DA DONNA A DONNA, DA CRONISTA A CRONISTA: LA PROSSIMA VOLTA INSULTALO, QUEL PRIMATE

Dunque, vediamo, se capisco bene Greta Beccaglia, la bella (sì, bella, bellissima) giornalista sportiva inviata di “Toscana Tv”, presa a manate sul sedere da un tifoso, anzi, da un inqualificabile soggetto maschile, fuori dallo stadio di Empoli, ha sbagliato l’abbigliamento.

Avesse indossato un bel saio, stretto in vita dalla corda d’ordinanza, non le sarebbe capitato niente. Perché nessuno avrebbe visto la sua perfetta silhouette.

E’ la stessa Greta ad avere il dubbio: quei suoi jeans stretti possono avere incitato la suddetta manata.

Seconda osservazione: il soggetto, sempre inqualificabile, che solo per eleganza dello scrivere non chiamo semplicemente “stronzo”, non si è minimamente preoccupato del fatto che la sua azione fosse ripresa dalle telecamere.

Anzi, forse ne era quasi lusingato. Data la ribalta, la sua bravata avrebbe avuto risonanza mediatica, con il relativo quarto d’ora di gloria Warholiana.

Ecco, diciamo che qui i problemi sono almeno due: Greta che si fa venire il dubbio sui jeans e l’inesistente senso del limite dei protagonisti maschili di questo tristissimo episodio (sì, protagonisti al plurale perché al campione che ha allungato la mano sono seguiti gli insulti di altri soggetti della medesima levatura).

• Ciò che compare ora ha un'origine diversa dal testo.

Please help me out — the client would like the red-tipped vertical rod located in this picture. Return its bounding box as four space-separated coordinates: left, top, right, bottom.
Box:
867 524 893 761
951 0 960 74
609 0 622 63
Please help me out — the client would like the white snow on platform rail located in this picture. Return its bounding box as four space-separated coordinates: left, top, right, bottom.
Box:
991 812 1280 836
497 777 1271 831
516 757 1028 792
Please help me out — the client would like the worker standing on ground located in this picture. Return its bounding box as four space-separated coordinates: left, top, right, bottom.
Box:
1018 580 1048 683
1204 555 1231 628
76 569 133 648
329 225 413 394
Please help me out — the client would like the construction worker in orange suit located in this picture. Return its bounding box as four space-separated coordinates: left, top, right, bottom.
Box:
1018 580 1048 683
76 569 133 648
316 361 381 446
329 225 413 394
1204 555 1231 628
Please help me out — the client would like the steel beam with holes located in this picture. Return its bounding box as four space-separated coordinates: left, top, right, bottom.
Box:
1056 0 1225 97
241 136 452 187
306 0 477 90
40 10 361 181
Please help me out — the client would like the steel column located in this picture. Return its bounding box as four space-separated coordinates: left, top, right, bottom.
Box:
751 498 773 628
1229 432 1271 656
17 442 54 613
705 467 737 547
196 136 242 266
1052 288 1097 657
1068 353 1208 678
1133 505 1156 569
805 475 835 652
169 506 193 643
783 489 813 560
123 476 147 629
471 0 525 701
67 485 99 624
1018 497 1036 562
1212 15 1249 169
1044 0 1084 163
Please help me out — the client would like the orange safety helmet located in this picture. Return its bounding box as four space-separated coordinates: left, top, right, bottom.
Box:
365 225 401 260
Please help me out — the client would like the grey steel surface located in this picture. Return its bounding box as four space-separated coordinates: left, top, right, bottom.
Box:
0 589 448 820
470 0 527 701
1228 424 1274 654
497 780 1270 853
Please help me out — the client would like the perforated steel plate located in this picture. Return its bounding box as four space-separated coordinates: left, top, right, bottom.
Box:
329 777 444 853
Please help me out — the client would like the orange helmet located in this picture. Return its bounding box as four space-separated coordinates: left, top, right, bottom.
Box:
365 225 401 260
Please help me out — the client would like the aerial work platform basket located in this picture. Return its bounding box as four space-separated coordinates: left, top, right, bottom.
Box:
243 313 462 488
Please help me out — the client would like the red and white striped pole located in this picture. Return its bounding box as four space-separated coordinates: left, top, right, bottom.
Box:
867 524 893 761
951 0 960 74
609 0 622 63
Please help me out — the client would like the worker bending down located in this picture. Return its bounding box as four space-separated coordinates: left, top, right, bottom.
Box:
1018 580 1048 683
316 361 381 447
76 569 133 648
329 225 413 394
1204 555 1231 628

Un fatto deve essere chiaro: se una bella ragazza come la collega Beccaglia decide di indossare un paio di jeans attillati, è nel pieno diritto di farlo anche se lo scopo è unicamente quello di sottolineare la sua linea perfetta. Cioè, noi donne non ci vestiamo solo per coprirci, lo facciamo anche scegliendo ciò che ci fa apparire meglio. E questo non può essere una colpa, anche se la scelta modaiola attira l’attenzione.

Il punto è che allo sguardo, legittimo, non può, non deve, seguire un crescendo di fischi o pacche ben assestate.

Ragione da vendere ha Greta quando dice che lei è fortunata perché avendo la visibilità che il mestiere le conferisce, può denunciare facendosi sentire. Ma quante altre donne che lavorano hanno subìto il medesimo trattamento nell’anonimato dell’ufficio, da parte di qualche vicino di scrivania, o peggio, da parte del capo che, protetto dal rango superiore, si sentiva in diritto di procedere?

Una parola anche sul collega della Beccaglia che, da studio, le dice di non farci caso e andare avanti, frase infelice di cui poi si è lungamente scusato: perché un moto di ribellione da parte sua non è venuto subito?

Tutta questa faccenda mi fa tonare in mente la questione della mancata sedia in Turchia alla presidente della Commissione Europea Ursula Von der Leyen, con quel tiepido Charles Michel che non riesce né a cederle il posto, né a chiedere una sedia in più.

Se la prossima volta che una giornalista subisce un’umiliazione del genere in diretta reagisce con un insulto bello pesante, da camionista e da camallo, credo che non avrò niente da dire. Perché quello è probabilmente l’unico modo di comunicare con certi primati.